THE FACEBOOK PHONE THAT WASN’T

This isn’t the first time Facebook is trying to take more ownership over people’s phones. For a long time, the company was looking to launch its own line of Android-based phones to more directly compete with Google and Apple. After years of rumours, Facebook launched a smartphone in cooperation with HTC three years ago: The HTC First came with a Facebook-optimised home screen that put newsfeed status updates front and centre, while hiding apps from competitors.

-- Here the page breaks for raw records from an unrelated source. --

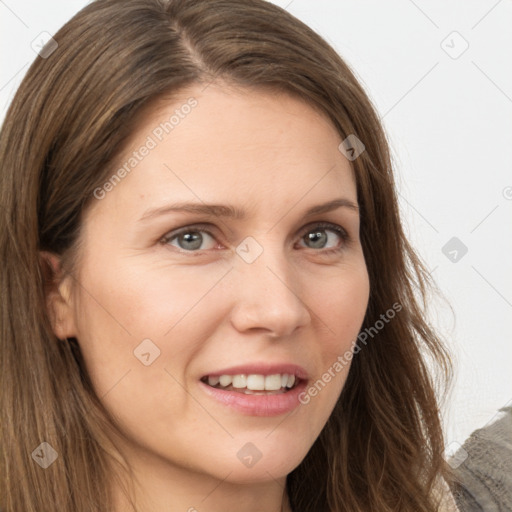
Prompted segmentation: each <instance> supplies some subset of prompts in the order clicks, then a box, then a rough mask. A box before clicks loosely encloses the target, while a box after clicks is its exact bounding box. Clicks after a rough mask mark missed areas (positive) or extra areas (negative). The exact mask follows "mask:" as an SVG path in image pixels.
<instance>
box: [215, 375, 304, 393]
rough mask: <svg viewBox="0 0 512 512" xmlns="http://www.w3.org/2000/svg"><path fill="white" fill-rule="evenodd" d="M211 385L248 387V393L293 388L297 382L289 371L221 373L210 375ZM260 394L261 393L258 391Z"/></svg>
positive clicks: (236, 388) (243, 388) (277, 390)
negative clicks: (295, 381)
mask: <svg viewBox="0 0 512 512" xmlns="http://www.w3.org/2000/svg"><path fill="white" fill-rule="evenodd" d="M208 384H209V385H210V386H213V387H215V386H217V387H223V388H227V387H230V386H232V387H233V388H234V389H246V390H247V391H248V394H253V393H250V392H251V391H279V390H280V389H282V388H288V389H290V388H292V387H293V386H294V384H295V375H289V374H287V373H283V374H280V373H276V374H273V375H266V376H265V375H260V374H251V375H219V376H214V377H211V376H209V377H208ZM257 394H259V393H257Z"/></svg>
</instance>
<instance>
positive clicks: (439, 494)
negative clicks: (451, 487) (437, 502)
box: [434, 480, 460, 512]
mask: <svg viewBox="0 0 512 512" xmlns="http://www.w3.org/2000/svg"><path fill="white" fill-rule="evenodd" d="M434 495H435V496H436V498H437V499H438V502H439V508H438V511H439V512H460V509H459V508H458V507H457V504H456V503H455V498H454V497H453V494H452V492H451V490H450V487H449V486H448V484H447V483H446V481H445V480H439V482H438V484H437V486H436V487H435V489H434Z"/></svg>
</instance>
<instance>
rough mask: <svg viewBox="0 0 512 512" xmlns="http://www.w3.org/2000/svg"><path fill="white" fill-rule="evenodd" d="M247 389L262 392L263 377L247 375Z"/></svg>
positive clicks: (263, 377)
mask: <svg viewBox="0 0 512 512" xmlns="http://www.w3.org/2000/svg"><path fill="white" fill-rule="evenodd" d="M247 389H252V390H253V391H263V390H264V389H265V377H264V376H263V375H247Z"/></svg>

The effort flopped, in part because of the phone’s cheap hardware, which couldn’t compete with more premium devices from Samsung and Apple. But many consumers also seemed perfectly fine with the original Facebook app on their phone, and didn’t feel a need to let see random photos from high school friends on their phone’s home screen. Operator partner AT&T put the First on sale just a month after its launch, and Facebook soon after abandoned the initiative altogether.

THE RISE OF MESSENGER 

However, soon after, another Facebook product rose to become a mobile hit: Messenger had reached 200 million monthly active users when Facebook decided to spin it out of its main app in April 2014. By November of that year, Messenger’s user base had more than doubled to reach 500 million monthly actives, only to continue its growth toward this week’s 900 million user milestone.

In response, Facebook decided to double down on Messenger, adding features like voice and video calling and eventually integrating third-party apps and services, including those from media partners like ESPN, JibJab and Bad Robot.

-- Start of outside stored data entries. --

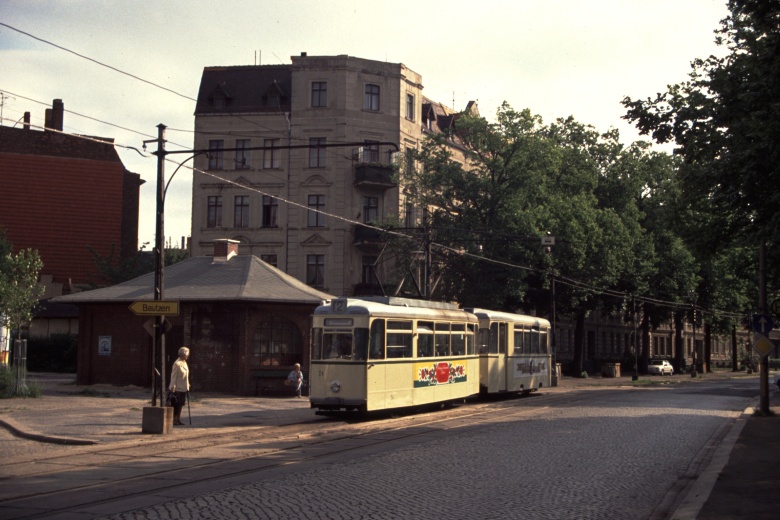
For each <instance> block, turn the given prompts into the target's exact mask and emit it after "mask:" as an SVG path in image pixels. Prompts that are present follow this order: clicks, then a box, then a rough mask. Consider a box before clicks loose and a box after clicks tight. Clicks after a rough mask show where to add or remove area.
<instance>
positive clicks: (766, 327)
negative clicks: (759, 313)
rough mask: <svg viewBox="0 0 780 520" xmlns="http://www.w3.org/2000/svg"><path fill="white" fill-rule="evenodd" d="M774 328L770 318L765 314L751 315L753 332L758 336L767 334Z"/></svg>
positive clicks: (766, 314) (771, 320) (770, 318)
mask: <svg viewBox="0 0 780 520" xmlns="http://www.w3.org/2000/svg"><path fill="white" fill-rule="evenodd" d="M772 328H774V323H772V317H771V316H769V315H767V314H754V315H753V330H754V331H755V332H758V333H759V334H769V333H770V332H771V331H772Z"/></svg>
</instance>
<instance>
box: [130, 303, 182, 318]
mask: <svg viewBox="0 0 780 520" xmlns="http://www.w3.org/2000/svg"><path fill="white" fill-rule="evenodd" d="M130 310H131V311H133V312H134V313H135V314H136V316H178V315H179V302H177V301H163V300H145V301H138V302H133V303H132V304H130Z"/></svg>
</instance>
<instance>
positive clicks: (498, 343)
mask: <svg viewBox="0 0 780 520" xmlns="http://www.w3.org/2000/svg"><path fill="white" fill-rule="evenodd" d="M506 331H507V326H506V323H499V324H498V353H499V354H506V343H507V332H506Z"/></svg>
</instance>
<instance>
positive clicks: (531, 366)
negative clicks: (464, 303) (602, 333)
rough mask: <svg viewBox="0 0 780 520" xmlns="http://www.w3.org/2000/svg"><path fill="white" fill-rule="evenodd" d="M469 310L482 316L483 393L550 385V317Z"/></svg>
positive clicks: (481, 340)
mask: <svg viewBox="0 0 780 520" xmlns="http://www.w3.org/2000/svg"><path fill="white" fill-rule="evenodd" d="M466 311H467V312H469V313H472V314H474V315H475V316H476V317H477V318H479V333H478V335H477V346H478V351H479V387H480V388H479V389H480V393H481V394H495V393H503V392H515V393H531V392H534V391H536V390H538V389H539V388H542V387H544V386H550V384H551V380H552V367H551V363H552V358H551V356H550V322H549V321H547V320H545V319H541V318H535V317H533V316H523V315H520V314H511V313H507V312H498V311H490V310H485V309H466Z"/></svg>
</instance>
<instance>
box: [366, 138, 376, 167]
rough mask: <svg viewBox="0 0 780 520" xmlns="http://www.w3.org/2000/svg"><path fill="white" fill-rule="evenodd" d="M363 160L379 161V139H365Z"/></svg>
mask: <svg viewBox="0 0 780 520" xmlns="http://www.w3.org/2000/svg"><path fill="white" fill-rule="evenodd" d="M363 161H364V162H379V144H378V141H364V144H363Z"/></svg>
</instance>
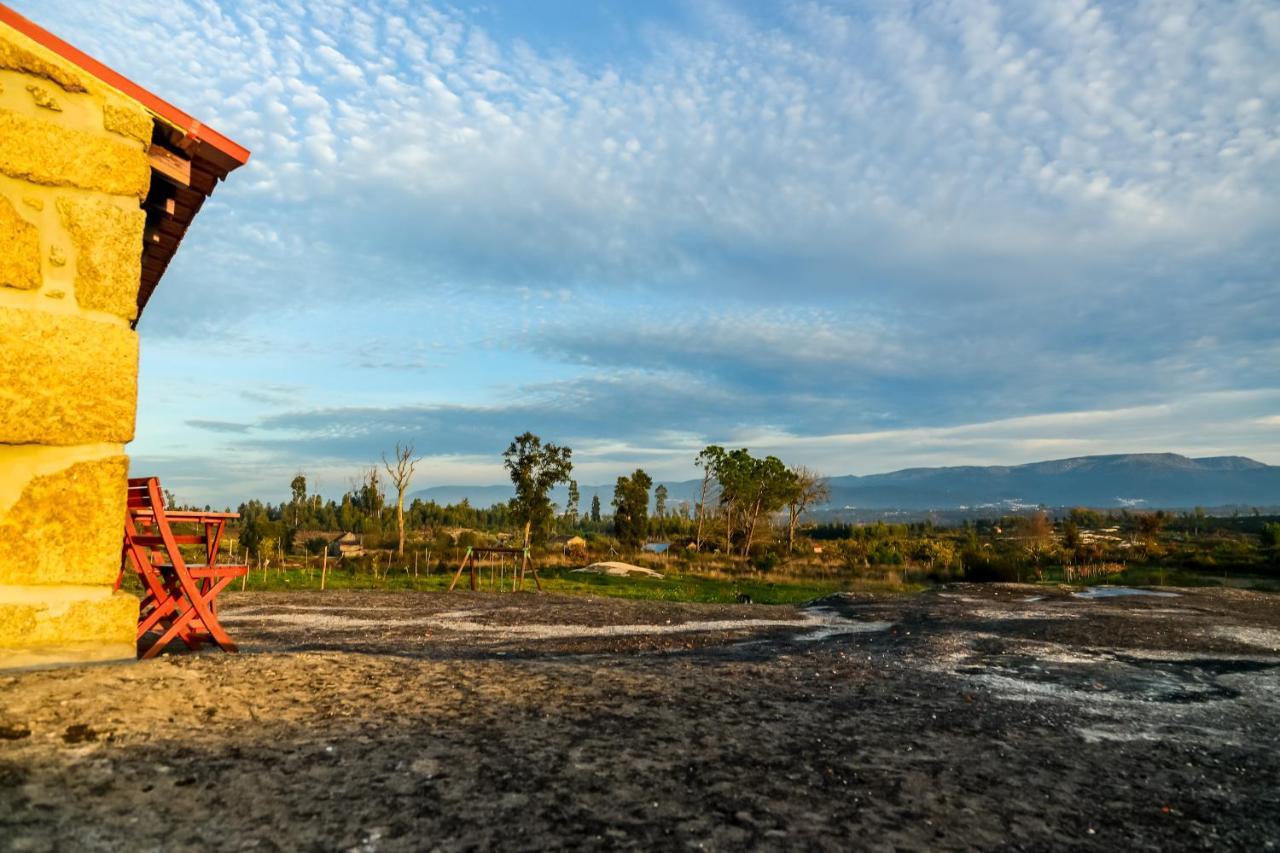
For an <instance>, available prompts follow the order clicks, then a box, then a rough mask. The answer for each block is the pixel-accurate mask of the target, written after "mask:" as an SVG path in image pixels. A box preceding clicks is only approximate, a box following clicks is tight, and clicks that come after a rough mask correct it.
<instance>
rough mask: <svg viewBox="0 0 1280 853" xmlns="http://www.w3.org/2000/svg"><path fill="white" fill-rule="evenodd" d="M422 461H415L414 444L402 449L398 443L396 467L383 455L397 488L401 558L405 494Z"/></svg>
mask: <svg viewBox="0 0 1280 853" xmlns="http://www.w3.org/2000/svg"><path fill="white" fill-rule="evenodd" d="M420 461H422V459H421V457H419V459H413V444H404V446H403V447H401V443H399V442H396V465H394V466H393V465H392V464H390V462H388V461H387V453H383V467H385V469H387V475H388V476H390V478H392V484H393V485H394V487H396V532H397V533H398V534H399V546H398V547H397V548H396V553H397V556H401V557H403V556H404V492H407V491H408V482H410V480H411V479H412V478H413V469H415V467H417V464H419V462H420Z"/></svg>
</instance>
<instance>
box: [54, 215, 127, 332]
mask: <svg viewBox="0 0 1280 853" xmlns="http://www.w3.org/2000/svg"><path fill="white" fill-rule="evenodd" d="M58 214H59V216H60V218H61V220H63V225H64V227H65V228H67V234H68V236H69V237H70V240H72V243H73V245H74V246H76V301H77V302H79V305H81V307H84V309H91V310H97V311H110V313H111V314H115V315H118V316H122V318H124V319H125V320H132V319H133V318H136V316H137V315H138V280H140V279H141V278H142V250H141V246H142V228H143V225H146V220H147V218H146V214H143V213H142V210H140V209H134V210H122V209H120V207H119V206H118V205H115V204H114V202H111V201H105V200H101V199H59V200H58Z"/></svg>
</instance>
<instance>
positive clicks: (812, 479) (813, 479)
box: [787, 465, 831, 553]
mask: <svg viewBox="0 0 1280 853" xmlns="http://www.w3.org/2000/svg"><path fill="white" fill-rule="evenodd" d="M828 497H831V487H829V485H827V480H824V479H822V475H819V474H818V471H812V470H809V469H808V467H805V466H803V465H797V466H796V467H792V469H791V483H790V487H788V488H787V553H791V552H792V551H794V549H795V543H796V528H797V526H799V525H800V516H801V515H804V514H805V510H808V508H809V507H812V506H817V505H819V503H826V501H827V498H828Z"/></svg>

At its F8 Developer Conference in March 2015, Facebook also announced that it was starting to open Messenger to select businesses, allowing consumers to directly communicate with companies over the platform. Participating companies make use of existing customer service tools from companies like Zendesk to directly field requests from consumers, giving them a way to avoid automated calling systems as well as being on hold while waiting for that always-elusive next available representative.

QR CODES, CHAT BOTS AND COMMERCE WITHOUT APPS

That strategy seems to be working, both for participating companies as well as Facebook itself: The social-networking giant revealed Thursday (April 7) that Messenger users already send more than 1 billion messages every month to businesses and Facebook page owners.

This number is likely going to skyrocket with Thursday’s introduction of usernames, links and QR codes. For one thing, consumers can now simply message any brand that already has a Facebook page directly from within Messenger. But stores and brands can also add their custom QR code to packaging, storefronts, outdoor advertising and even websites to quickly spark a conversation with consumers.

Facebook won’t just host all of those conversations, and in turn become the centre of much of the communication on people’s phones. The company is also looking to make conversations themselves smarter and more scaleable by using a mixture of humans and artificial intelligence to field requests from users. The company has already been testing this approach with its own personal assistant, a project dubbed “M,” and is widely expected to make similar tools available to developers at its F8 conference in San Francisco next week.

Additional smarts and automated interactivity could also open the door for another frontier: commerce, right within Messenger. Instead of opening up a separate app to buy a movie ticket, users may just ask a chat bot to find a theatre near them, and then buy the tickets of their choosing.